Example: Private Constructor in a Utility Class

public class MathUtils {
    // Private constructor prevents instantiation
    private MathUtils() {
        throw new UnsupportedOperationException("Utility class cannot be instantiated");
    }

    public static int add(int a, int b) {
        return a + b;
    }

    public static int subtract(int a, int b) {
        return a - b;
    }
}

// Usage
public class Main {
    public static void main(String[] args) {
        int sum = MathUtils.add(5, 3);
        System.out.println("Sum: " + sum);
        // MathUtils utils = new MathUtils(); // Error: Constructor is private
    }
}

Attempting to create an instance of MathUtils will result in a compilation error because its constructor is private.

Private Constructors in the Singleton Pattern

The Singleton pattern ensures that a class has only one instance and provides a global point of access to it. This is typically achieved by using a private constructor to restrict object creation and a static method to control access.

Example: Singleton Pattern Implementation

public class Singleton {
    // Private static instance of the class
    private static Singleton instance;

    // Private constructor prevents instantiation
    private Singleton() {
        System.out.println("Singleton instance created");
    }

    // Public method to provide access to the instance
    public static Singleton getInstance() {
        if (instance == null) {
            instance = new Singleton();
        }
        return instance;
    }
}

// Usage
public class Main {
    public static void main(String[] args) {
        Singleton s1 = Singleton.getInstance();  // Creates the instance
        Singleton s2 = Singleton.getInstance();  // Returns the existing instance

        System.out.println(s1 == s2);  // Output: true
    }
}

Explanation: The private constructor prevents external instantiation, and the getInstance() method ensures that only one instance of Singleton exists.

Advantages of Using Private Constructors in Singleton:

  • Controlled Instantiation: Prevents multiple instances.
  • Lazy Initialization: The instance is created only when needed.
  • Global Access: Provides a single point of access to the object.

More Examples Demonstrating Private Constructors

Example: Private Constructor for Immutable Class

public final class Configuration {
    private static final Configuration instance = new Configuration("config.properties");
    private String configFilePath;

    // Private constructor
    private Configuration(String path) {
        this.configFilePath = path;
    }

    public static Configuration getInstance() {
        return instance;
    }

    public String getConfigFilePath() {
        return configFilePath;
    }
}

// Usage
public class Main {
    public static void main(String[] args) {
        Configuration config = Configuration.getInstance();
        System.out.println("Config Path: " + config.getConfigFilePath());
    }
}

Explanation: This design ensures that Configuration is immutable and has only one instance throughout the application.

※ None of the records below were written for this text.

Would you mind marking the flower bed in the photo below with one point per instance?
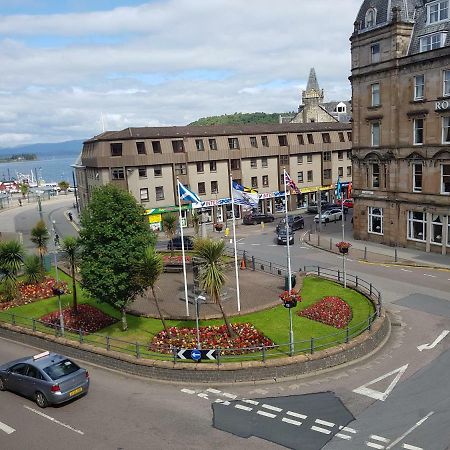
(211, 337)
(331, 311)
(89, 319)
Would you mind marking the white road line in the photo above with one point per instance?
(263, 413)
(52, 419)
(273, 408)
(320, 430)
(7, 429)
(293, 414)
(291, 421)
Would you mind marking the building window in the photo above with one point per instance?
(417, 226)
(199, 145)
(235, 164)
(419, 87)
(418, 131)
(233, 143)
(432, 41)
(445, 179)
(375, 220)
(375, 94)
(437, 11)
(143, 194)
(180, 169)
(117, 173)
(140, 147)
(375, 134)
(156, 145)
(375, 53)
(159, 192)
(212, 144)
(178, 146)
(116, 149)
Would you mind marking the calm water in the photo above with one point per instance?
(54, 169)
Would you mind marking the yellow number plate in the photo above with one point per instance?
(75, 392)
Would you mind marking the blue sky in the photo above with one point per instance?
(65, 64)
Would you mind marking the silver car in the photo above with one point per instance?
(47, 378)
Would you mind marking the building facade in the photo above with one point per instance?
(401, 123)
(148, 161)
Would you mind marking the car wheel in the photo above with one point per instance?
(40, 400)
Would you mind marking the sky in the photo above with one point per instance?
(72, 68)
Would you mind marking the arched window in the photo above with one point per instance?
(371, 17)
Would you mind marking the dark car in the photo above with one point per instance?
(254, 218)
(175, 243)
(295, 222)
(47, 378)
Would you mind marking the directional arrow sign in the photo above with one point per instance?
(434, 343)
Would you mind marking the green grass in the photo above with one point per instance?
(274, 323)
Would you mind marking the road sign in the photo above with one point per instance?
(196, 355)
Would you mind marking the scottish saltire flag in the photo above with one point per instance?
(290, 182)
(187, 195)
(245, 196)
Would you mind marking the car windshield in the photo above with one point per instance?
(61, 369)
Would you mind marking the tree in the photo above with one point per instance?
(149, 270)
(170, 226)
(114, 234)
(71, 250)
(212, 272)
(11, 258)
(34, 272)
(40, 237)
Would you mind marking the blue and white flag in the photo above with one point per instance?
(245, 196)
(187, 195)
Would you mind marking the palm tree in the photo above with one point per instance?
(148, 271)
(71, 248)
(212, 272)
(11, 258)
(40, 237)
(170, 226)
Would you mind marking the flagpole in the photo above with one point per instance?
(235, 245)
(182, 250)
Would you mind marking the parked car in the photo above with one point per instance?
(175, 243)
(47, 378)
(295, 222)
(329, 215)
(282, 236)
(254, 218)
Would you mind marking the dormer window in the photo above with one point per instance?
(371, 16)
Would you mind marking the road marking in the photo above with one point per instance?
(291, 421)
(7, 429)
(434, 343)
(264, 413)
(420, 422)
(377, 395)
(52, 419)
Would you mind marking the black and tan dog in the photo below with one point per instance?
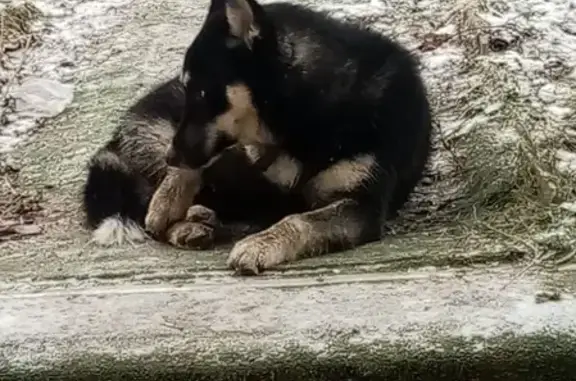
(308, 130)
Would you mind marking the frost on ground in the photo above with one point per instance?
(502, 81)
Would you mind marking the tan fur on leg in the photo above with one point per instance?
(299, 235)
(191, 235)
(172, 199)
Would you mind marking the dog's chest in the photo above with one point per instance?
(278, 167)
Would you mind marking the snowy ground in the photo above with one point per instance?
(489, 65)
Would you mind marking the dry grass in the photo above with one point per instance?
(499, 179)
(18, 209)
(16, 27)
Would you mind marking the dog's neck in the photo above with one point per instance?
(262, 156)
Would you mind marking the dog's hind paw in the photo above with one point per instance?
(257, 253)
(203, 215)
(191, 235)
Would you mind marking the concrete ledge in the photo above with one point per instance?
(423, 325)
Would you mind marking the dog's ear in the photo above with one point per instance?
(241, 20)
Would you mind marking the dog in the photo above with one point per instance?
(310, 130)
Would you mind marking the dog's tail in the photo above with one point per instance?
(115, 200)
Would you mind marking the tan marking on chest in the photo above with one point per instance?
(241, 120)
(284, 171)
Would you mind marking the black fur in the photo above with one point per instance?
(327, 90)
(327, 93)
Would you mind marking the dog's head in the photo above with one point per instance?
(220, 108)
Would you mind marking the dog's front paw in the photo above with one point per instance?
(157, 220)
(256, 253)
(191, 235)
(202, 214)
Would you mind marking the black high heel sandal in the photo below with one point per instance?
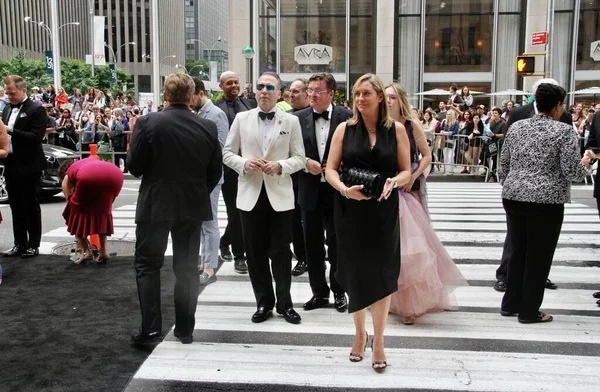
(378, 363)
(102, 260)
(359, 357)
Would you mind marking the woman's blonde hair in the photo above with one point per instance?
(377, 84)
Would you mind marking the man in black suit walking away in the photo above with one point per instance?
(522, 113)
(232, 104)
(299, 101)
(179, 156)
(26, 123)
(315, 195)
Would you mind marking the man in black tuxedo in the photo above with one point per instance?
(179, 156)
(522, 113)
(298, 100)
(315, 195)
(232, 104)
(26, 123)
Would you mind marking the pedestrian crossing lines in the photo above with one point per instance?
(472, 348)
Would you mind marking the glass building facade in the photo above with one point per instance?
(435, 43)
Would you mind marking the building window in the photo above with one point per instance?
(313, 36)
(458, 36)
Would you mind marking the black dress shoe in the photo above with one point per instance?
(147, 338)
(315, 303)
(30, 252)
(14, 251)
(300, 268)
(262, 314)
(225, 253)
(500, 285)
(550, 285)
(290, 315)
(340, 303)
(184, 339)
(239, 266)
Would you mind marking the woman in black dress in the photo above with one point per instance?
(367, 228)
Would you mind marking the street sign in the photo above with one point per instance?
(525, 65)
(539, 38)
(49, 63)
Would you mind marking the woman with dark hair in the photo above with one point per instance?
(539, 160)
(367, 227)
(474, 132)
(90, 186)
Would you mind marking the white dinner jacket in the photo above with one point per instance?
(245, 141)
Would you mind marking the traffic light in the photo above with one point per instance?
(525, 65)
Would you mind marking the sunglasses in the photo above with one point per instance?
(261, 87)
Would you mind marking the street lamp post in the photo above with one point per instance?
(248, 53)
(53, 33)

Example: Preventing Subclassing with Private Constructor


public class FinalUtility {
    private FinalUtility() {
        throw new UnsupportedOperationException("Cannot be instantiated");
    }

    public static void printMessage() {
        System.out.println("Utility method called");
    }
}

// Attempting to extend FinalUtility will result in an error

Marking a constructor as private, combined with the final keyword, prevents subclassing and instantiation.